Esta informação pode ser difícil para que os responsáveis da Saúde interpretem, que podem mais atrasar a acção do departamento da saúde, quando a acção é necessário. O Instituto de Regenstrief e os pesquisadores do IU demonstraram que a aprendizagem de máquina pode extremamente facilitar o processo, por automaticamente e rapidamente extraindo o significado crucial do texto simples, igualmente conhecido como o livre-texto, a patologia relata, e usando o para a tomada de decisão.

“Para o Melhor Relatório da Saúde Pública Usando Aproximações Disponíveis Imediatamente Existentes: Uma Comparação de Aproximações Alternativas da Detecção do Cancro Usando Dados Médicos do Texto simples e a Selecção de Característica Baseada Não-Dicionário” é publicada na introdução De abril de 2016 do Jornal da Informática Biomedicável.
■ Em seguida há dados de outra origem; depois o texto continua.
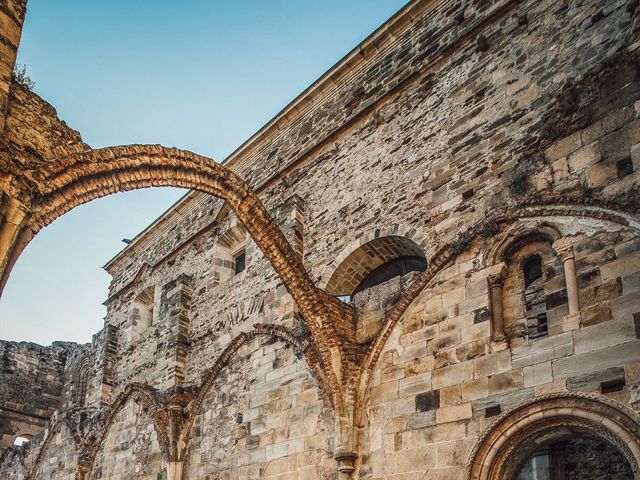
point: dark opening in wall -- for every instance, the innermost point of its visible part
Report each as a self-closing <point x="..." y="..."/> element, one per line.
<point x="492" y="411"/>
<point x="394" y="268"/>
<point x="428" y="401"/>
<point x="240" y="261"/>
<point x="535" y="302"/>
<point x="532" y="269"/>
<point x="610" y="386"/>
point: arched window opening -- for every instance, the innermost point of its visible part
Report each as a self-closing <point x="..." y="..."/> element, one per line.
<point x="579" y="457"/>
<point x="397" y="267"/>
<point x="142" y="313"/>
<point x="376" y="262"/>
<point x="232" y="255"/>
<point x="534" y="291"/>
<point x="534" y="298"/>
<point x="22" y="439"/>
<point x="239" y="260"/>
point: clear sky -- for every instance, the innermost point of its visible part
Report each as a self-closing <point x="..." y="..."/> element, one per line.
<point x="203" y="75"/>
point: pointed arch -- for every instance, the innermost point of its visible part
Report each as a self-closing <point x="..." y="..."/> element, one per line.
<point x="223" y="359"/>
<point x="59" y="423"/>
<point x="91" y="174"/>
<point x="447" y="253"/>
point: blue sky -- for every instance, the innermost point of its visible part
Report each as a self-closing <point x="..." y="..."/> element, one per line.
<point x="203" y="75"/>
“Nós pensamos que seu já não necessário para que os seres humanos passem o tempo que revê o texto relata para determinar se o cancro esta presente ou não,” disse o estudo autor Shaun superior Grannis, M.D., M.S., director provisório do Centro de Regenstrief da Informática Biomedicável. “Nós viemos ao ponto a tempo que a tecnologia pode segurar esta. O tempo de um ser humano é passado melhor que ajuda outros seres humanos fornecendo os o melhor cuidado clínico.”

“Muito trabalho que nós estaremos fazendo na informática nos próximos anos será focalizado em como nós podemos tirar proveito da aprendizagem de máquina e da inteligência artificial. Tudo -- práticas do médico, sistemas de saúde, trocas de informação da saúde, seguradores, assim como departamentos da saúde pública -- seja inundado nos oceanos dos dados. Como podemos nós esperar fazer o sentido deste dilúvio dos dados? Os Seres Humanos não podem fazê-lo -- mas os computadores enlatam.”

O Dr. Grannis, um investigador do Instituto de Regenstrief e um professor adjunto da medicina de família na Faculdade de Medicina do IU, é o arquiteto do detector syndromic da fiscalização de Regenstrief para doenças comunicáveis e conduziu a aplicação técnica do Sistema de Vigilância da Emergência da Saúde Pública de Indiana - uma da nação a maior. Os Estudos ao longo da última década mostraram que este sistema detecta manifestações de doenças comunicáveis sete a nove dias mais cedo e encontram quatro vezes tantos como casos como o relatório humano ao fornecer uns dados mais completos.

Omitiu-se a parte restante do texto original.